Many more criminal cases are settled with tidy plea bargains than with of roll-of-the-dice jury trials, and dozens of depositions are taken behind closed doors for every witness cross-examined in open court. The analogue on Capitol Hill is that a whole lot more fact-finding gets done by professional committee investigators away from cameras than by lawmakers posturing in front of them.

Besides, pursuing the inquiry for a while longer before any hearings works to the Republicans’ strategic advantage in several ways.

This period of deliberative quiet helps rebut Democratic criticism that the committee’s only purposes are to spur GOP fundraising, and to give the party one more shot before Election Day at selling the public on discredited conspiracy theories.

It gives the committee’s staff (only about half of the expected 30 have been hired because of security clearance backlogs) time to search for unanswered questions or undetected smoking guns in the 25,000 pages of records generated by six previous congressional investigations.

It provides some breathing room to the GOP’s campaign message-makers, who believe they’re having some success with lines of attack on other fronts: President Barack Obama’s handling of the throngs of undocumented children at the border, his implementation of the health care law and his muscular use of executive powers.

And it preserves the option for the Republicans to take their last best shots on Benghazi after the midterms, when political talk will turn nearly exclusively on the presumed presidential candidacy of Hillary Rodham Clinton, the secretary of State when the attack happened.

The same delay, though, brings decent risks for Gowdy’s side. Not generating news for more than two months has provided room for other Benghazi-related stories to get attention, and none of that coverage has helped the GOP’s cause.

In June, military commandos and federal law enforcement agents captured the Libyan Islamist militia commander Ahmed Abu Khattala, the alleged mastermind of the attack. Not only did his capture allow the administration to counter charges it hasn’t done enough to pursue the culprits, but Khattala’s pending prosecution could trump efforts by the committee to learn more about the plot.

Next, Minority Leader Nancy Pelosi gave reporters documents showing the GOP leadership had provided $3.3 million for the 12-member Benghazi committee to spend by the end of the year, more than the budgets of at least two House standing committees. (The special panel has no deadline for issuing its report and is almost certain to keep working in 2015, meaning it will receive more money then and be subject to a new round of criticism as a duplicative waste of taxpayer funds.)

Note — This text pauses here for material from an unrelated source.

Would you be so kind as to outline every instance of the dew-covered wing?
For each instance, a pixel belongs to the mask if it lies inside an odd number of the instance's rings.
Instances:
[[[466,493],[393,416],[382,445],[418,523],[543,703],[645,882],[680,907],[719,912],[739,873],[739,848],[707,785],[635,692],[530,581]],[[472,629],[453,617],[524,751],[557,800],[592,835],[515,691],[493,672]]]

But the most important bit of unwanted publicity came last week from, of all places, another Republican-run committee. House Armed Services gave The Associated Press transcripts of its interviews this year with nine military officers who agreed there was no “stand-down order” preventing troops and equipment from being sent to Benghazi in time to repel the attack and prevent American deaths. Allegations about such an order — and intimations it was given by Clinton, though she was not in the military chain of command — have been a central talking point from the GOP’s most ardent crusaders. Gowdy himself has given some credence to the stand-down conspiracy in the past, so the theory being undercut by another House panel hardly does him any favors.

The chairman is promising this month will be a time of intense activity at the committee, packed with interviews and briefings from several corners of the administration. He’s promising the five Democrats will be included every step of the way. But he’s also conceding that, by design, virtually all the work is supposed to remain invisible to the public for the indefinite future. (The panel’s bare-bones website doesn’t even list its phone number or Longworth Building address.)

The implicit message is a tough one to buy, because it runs counter to almost every norm at today’s hyper-combative, super-partisan Capitol: Trust us.

This summer’s delays and the absence of transparency represent the best way to produce better, meaning more meaningful, congressional theater in the end.